Ficou sozinha. As costas doendo, as canelas inchadas. Quando terminou de lavar a louça, comeu a comida trazida por dona Sofia e foi para o quarto. Lá, enquanto passava gelo em suas canelas inchadas, lembrou-se com saudade de sua casa e do cavalinho de talo de carnaúba. O coração oprimido, o bolo subindo a goela, pôs-se a chorar.


Fortaleza, 24/12/2009

Mal-estar

“Tic-tac, tic-tac...”, o barulho dos ponteiros preguiçosos do relógio era ouvido por toda a sala. “Tic-tac, tic-tac...”.

Não fez nada a tarde toda. Pensativo, olhava pra parede. Girava-se sobre a cadeira, mudava os objetos da mesa de lugar, rabiscava papeis. Os pensamentos voavam longe.

“Tic-tac, tic-tac...”, coçou a cabeça, consultou o relógio. Estava próximo das cinco horas, era pouco provável que algum cliente aparecesse naquele horário.

Decidido, levantou-se, colocou o paletó e lentamente foi até a sala ao lado, onde ficava o seu sócio, no escritório de advocacia.

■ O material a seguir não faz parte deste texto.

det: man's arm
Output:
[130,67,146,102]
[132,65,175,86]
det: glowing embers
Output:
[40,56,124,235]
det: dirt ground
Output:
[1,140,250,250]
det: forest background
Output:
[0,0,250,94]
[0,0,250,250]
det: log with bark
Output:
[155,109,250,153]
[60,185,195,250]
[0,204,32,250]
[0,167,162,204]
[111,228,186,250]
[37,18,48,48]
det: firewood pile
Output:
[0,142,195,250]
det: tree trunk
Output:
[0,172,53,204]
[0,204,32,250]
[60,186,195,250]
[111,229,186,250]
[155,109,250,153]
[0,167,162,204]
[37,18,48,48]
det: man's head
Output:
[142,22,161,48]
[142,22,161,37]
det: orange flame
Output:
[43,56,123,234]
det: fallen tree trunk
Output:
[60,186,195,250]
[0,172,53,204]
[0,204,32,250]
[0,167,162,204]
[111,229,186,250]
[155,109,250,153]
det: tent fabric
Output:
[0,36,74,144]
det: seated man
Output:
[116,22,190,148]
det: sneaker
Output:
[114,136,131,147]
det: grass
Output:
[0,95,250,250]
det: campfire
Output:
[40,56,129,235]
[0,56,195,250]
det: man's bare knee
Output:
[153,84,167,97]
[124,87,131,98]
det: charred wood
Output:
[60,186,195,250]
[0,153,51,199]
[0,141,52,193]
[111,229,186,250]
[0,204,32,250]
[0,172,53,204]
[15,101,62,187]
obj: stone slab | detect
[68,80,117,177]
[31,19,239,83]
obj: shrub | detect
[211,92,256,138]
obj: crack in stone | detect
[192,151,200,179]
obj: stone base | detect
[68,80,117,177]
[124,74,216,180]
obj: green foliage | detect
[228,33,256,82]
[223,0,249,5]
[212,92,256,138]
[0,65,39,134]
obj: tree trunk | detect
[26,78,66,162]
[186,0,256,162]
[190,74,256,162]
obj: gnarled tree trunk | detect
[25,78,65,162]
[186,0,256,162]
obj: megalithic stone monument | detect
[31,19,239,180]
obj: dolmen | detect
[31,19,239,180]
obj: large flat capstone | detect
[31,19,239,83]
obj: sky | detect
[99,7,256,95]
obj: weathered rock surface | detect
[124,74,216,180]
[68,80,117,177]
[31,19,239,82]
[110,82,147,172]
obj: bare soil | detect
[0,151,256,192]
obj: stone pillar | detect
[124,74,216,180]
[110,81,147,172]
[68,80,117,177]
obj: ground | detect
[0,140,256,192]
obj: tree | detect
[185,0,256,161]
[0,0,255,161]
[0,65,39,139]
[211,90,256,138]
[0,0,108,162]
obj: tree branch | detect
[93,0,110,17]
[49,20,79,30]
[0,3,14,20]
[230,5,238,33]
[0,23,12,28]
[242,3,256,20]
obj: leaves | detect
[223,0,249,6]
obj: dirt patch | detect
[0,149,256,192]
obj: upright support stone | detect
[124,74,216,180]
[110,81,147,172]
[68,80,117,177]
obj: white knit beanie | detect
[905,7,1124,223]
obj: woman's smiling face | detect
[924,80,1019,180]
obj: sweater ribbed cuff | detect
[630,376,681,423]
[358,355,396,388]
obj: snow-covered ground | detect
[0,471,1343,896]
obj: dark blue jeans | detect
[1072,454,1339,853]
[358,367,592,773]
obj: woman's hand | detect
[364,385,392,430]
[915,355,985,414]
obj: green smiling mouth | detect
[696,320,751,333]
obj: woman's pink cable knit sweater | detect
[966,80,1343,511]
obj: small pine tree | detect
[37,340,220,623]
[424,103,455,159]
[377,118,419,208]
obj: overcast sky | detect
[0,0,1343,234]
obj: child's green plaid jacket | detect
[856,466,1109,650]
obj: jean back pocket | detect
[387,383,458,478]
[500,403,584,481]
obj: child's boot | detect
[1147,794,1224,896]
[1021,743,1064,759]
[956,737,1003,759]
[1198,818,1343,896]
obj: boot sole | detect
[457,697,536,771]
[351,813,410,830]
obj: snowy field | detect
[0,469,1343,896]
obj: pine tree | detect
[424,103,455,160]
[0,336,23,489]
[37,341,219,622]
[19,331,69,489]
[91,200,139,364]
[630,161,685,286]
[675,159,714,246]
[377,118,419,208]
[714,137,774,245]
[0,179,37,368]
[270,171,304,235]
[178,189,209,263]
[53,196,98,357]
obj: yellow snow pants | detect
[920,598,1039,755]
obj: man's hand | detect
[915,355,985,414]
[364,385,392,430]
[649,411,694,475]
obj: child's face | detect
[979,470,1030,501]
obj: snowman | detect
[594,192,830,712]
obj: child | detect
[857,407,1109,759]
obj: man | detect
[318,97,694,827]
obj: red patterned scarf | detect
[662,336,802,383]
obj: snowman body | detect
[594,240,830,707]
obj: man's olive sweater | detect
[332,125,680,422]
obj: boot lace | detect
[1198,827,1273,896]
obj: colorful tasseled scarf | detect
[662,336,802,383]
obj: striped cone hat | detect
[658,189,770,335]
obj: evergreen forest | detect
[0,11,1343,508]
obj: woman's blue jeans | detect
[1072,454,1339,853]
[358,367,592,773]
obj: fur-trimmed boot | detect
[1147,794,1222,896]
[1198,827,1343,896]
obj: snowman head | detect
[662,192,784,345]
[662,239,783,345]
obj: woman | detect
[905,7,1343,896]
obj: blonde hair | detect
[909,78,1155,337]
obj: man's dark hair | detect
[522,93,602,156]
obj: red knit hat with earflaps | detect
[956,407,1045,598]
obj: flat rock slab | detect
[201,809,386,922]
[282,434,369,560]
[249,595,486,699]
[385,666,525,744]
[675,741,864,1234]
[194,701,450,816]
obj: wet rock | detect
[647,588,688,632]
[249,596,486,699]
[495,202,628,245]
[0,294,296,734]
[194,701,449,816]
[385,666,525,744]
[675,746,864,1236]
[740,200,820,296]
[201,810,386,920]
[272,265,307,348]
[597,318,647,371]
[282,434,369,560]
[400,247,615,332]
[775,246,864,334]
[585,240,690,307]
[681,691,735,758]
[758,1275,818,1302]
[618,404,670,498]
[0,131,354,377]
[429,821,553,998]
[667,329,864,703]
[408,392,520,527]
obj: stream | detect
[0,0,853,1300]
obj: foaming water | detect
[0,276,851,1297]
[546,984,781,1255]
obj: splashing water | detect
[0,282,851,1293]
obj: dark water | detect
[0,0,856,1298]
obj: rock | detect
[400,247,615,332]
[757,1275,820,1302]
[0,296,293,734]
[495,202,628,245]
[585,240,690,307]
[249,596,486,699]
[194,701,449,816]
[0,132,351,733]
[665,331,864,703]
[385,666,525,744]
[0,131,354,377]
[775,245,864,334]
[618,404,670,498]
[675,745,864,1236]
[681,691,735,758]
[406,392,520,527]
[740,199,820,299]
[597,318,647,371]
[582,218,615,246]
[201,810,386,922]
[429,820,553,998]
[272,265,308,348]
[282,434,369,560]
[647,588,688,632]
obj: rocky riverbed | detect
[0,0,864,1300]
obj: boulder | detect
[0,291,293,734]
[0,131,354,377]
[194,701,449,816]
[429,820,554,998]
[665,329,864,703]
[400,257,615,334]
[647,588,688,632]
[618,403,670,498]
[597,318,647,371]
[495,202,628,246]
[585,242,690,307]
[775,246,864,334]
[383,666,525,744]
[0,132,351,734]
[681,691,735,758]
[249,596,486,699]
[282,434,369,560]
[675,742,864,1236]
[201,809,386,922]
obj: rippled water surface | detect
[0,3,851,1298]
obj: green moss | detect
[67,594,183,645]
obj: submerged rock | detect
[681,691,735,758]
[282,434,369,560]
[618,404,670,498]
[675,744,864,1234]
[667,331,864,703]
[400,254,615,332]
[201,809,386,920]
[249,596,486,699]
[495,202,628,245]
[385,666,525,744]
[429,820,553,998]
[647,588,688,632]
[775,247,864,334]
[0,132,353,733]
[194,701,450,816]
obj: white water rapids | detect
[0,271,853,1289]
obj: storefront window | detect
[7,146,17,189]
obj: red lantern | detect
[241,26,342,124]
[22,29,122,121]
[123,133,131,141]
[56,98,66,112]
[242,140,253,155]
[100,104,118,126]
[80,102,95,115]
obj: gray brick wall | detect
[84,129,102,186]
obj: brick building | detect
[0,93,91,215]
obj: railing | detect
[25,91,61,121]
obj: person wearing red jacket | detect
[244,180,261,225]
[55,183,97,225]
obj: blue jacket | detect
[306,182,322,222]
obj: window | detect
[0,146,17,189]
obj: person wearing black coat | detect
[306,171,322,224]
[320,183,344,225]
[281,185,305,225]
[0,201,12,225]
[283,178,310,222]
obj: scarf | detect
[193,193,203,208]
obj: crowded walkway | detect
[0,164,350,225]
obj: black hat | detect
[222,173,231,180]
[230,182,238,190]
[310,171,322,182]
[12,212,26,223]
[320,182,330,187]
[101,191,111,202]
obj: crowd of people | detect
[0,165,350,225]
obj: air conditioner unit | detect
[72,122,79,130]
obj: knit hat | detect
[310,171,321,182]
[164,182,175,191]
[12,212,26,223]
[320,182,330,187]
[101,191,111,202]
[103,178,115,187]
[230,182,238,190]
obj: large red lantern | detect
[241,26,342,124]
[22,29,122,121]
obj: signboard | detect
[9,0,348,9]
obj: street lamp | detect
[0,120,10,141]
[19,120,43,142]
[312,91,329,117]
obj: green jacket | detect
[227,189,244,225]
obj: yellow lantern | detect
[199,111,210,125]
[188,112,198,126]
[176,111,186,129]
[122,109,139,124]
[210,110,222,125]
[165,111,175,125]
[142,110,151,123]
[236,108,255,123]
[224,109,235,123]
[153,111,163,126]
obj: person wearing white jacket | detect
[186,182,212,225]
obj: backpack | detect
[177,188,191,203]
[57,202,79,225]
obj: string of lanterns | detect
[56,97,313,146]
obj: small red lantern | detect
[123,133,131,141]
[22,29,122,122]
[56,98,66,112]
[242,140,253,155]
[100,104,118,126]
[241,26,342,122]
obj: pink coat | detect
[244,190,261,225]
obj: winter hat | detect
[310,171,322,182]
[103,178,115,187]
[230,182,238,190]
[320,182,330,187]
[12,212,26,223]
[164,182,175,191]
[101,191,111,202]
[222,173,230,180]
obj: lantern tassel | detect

- Eduardo, já vai dar cinco horas, vou ao fórum com a Larissa. Você aguenta as pontas sozinho?

O sócio sorriu.

- Vai ao fórum com a Larissa? Hora extra, hoje?

- Acho que sim.

Puseram-se a rir.

- Vai, vai... Pode ir lá se divertir – disse o sócio, fazendo um gesto displicente com uma das mãos. - Só toma cuidado pra tua mulher não descobrir o que tu tanto faz nesse fórum. Do jeito que ela é amiga da minha mulher, é bem capaz de sobrar pra mim.

Ainda sorrindo, saiu de mansinho da sala e foi até a mesa da secretária.

- Larissinha, meu amor, são cinco horas, tá afim de ir comigo ao fórum hoje?

Ela sorriu de leve, pelo canto da boca e sem olhar pra ele, respondeu:

- Não sei, doutor. Tenho tanta coisa pra fazer ainda...

- Vamos, meu amor, eu prometo que eu compenso isso mais tarde.

Fitou-o nos olhos e, ao perceber o discreto sorriso zombeteiro que se formava em seu rosto, disse igualmente sorrido.

- Tá certo, eu vou. Mas, primeiro, eu vou ao banheiro. Volto já.

“Tic-tac, tic-tac...”, enquanto a esperava, os zumbidos dos ponteiros do relógio martelavam a sua cabeça. O olhar perdido, a testa contraída, parecia impaciente. “Meu Deus, que demora, espero que consiga chegar lá antes das seis!”, disse para consigo, quando meia hora depois a secretária finalmente saiu do banheiro.

Já estava escuro quando eles chegaram ao fórum, que era na verdade um motel bem distante do centro da cidade, escondido de tudo e todos - perfeito para quem não queria ser visto.

O quarto onde foram acomodados era abafado. No ar, havia um forte cheiro de azedo e perfume barato, motivo pelo qual ele ficou levemente enjoado.

Por mais de uma hora, tudo o que se ouvia no quarto era o ruído de dois corpos sem preocupações em busca de prazer barato. Quando terminaram, a secretária foi novamente ao banheiro, deixando-o deitado na cama.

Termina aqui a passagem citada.